Multiple Radio Home Base Stations
Requirements for femto cell home
base stations are not limited to the UMTS air standard. Femto cell
platforms are emerging that require CDMA2000, GSM and WiMAX air standard
support. The requirements for multiple air standard support put additional
cost pressures on semiconductor manufacturers and ODMs. Additional
IC integrations and packaging options, such as multiple die in one
package and modules will be required to meet the longer term BOM
cost and space-power requirements.
In addition to the single
chip UMTS transceiver for femto cells, Analog Devices currently offers
GSM and CDMA2000 RF-IF chipset solutions as well as single chip WiMAX
femtocell transceiver solutions. The AD9352/53 RFCMOS direct conversion
WiMAX Transceiver combines high integration with high performance,
and includes the ADI/QTM digital I/Q interface for a direct connection
to a digital baseband. The dual-band AD9352 operates in the 2.3 to
2.7 GHz and 4.9 to 5.9 GHz bands and the single-band AD9353 operates
in the 3.3 to 3.68 GHz band.
Digital Base Band: Home Access Points Benchmarks
Let’s look at ADI’s TS-201 TigerSHARC DSP, which is ideal
for home access points – see Figure 3.

Figure 3: TS-201 TigerSHARC
DSP
The TS-201 is available as a 600 MHz DSP operating at 1.2V, or in a
500MHz version at 1.0V. It offers high core parallelism, and provides
24 Mbits on-chip memory. A 64-bit interface is used to access the high-performance
local parallel bus, and four parallel links support up to 32 Gbps of
aggregate bandwidth. The TS-201 also provides DMA control, flags, timers,
and JTAG.
A benchmark study looked at the TS-201 in a single-DSP implementation
of full-rate HSUPA, with an FPGA connected to the DSP via its link
port. The TS-201 was able to provide full support of four active users,
for any mix of voice and data with dedicated channels. It met full
HSDPA release 5 capability, with a 14.4 Mbps theoretical peak rate
and 15 codes at category 9 & 10. The FPGA turbo decoder enables
full HSUPA capability at a theoretical peak rate of 5.6Mbps.

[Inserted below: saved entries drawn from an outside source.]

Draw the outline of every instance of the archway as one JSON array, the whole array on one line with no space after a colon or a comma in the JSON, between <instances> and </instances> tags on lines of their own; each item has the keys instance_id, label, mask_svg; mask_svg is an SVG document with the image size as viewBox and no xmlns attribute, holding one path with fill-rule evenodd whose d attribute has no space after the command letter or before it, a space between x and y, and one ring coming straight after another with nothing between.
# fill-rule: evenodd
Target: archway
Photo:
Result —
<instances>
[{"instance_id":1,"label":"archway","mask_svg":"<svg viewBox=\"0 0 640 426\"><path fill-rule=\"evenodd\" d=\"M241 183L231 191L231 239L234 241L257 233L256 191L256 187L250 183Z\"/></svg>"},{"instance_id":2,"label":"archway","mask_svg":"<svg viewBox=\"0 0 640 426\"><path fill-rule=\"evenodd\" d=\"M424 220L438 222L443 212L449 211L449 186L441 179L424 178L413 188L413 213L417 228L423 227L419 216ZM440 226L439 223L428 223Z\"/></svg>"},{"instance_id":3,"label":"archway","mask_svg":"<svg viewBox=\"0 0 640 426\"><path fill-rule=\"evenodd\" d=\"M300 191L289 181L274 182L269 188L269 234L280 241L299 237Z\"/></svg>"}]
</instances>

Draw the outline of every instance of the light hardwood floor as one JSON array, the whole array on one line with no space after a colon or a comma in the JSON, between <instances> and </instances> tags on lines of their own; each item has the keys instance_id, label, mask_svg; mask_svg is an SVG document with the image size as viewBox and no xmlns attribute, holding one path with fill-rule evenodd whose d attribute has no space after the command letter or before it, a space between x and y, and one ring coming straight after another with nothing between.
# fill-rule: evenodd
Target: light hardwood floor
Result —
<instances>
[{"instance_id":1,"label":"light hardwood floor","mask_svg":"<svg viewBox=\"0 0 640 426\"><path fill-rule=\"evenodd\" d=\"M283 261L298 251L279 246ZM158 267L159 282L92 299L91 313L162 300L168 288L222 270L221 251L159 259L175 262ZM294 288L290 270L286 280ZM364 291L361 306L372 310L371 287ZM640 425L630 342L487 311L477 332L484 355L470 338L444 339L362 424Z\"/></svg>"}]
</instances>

This implementation is also easy to design, with example designs of
both the TigerSHARC link port FPGA and 3GPP turbo decoder available
from leading FPGA vendors.
Conclusions
For femto cells, full-rate HSPA support available today enables the
end user market, and 25.104 compliance eases network integration.
Analog Devices can offer a technology roadmap for the entire 3G femto
cell platform, with a highly integrated radio transceiver, and a high
performance digital base band and backhaul.
Looking ahead, there are three key enablers to meet the market requirements
for 2008 –2010:
· cost
· form
factor
· power
With a flexible architecture such as that offered by Analog Devices’
TigerSHARC, designers will be able to re-use their existing software
investment and move to next–generation platforms that enable
them to hit these objectives to 2010 and beyond.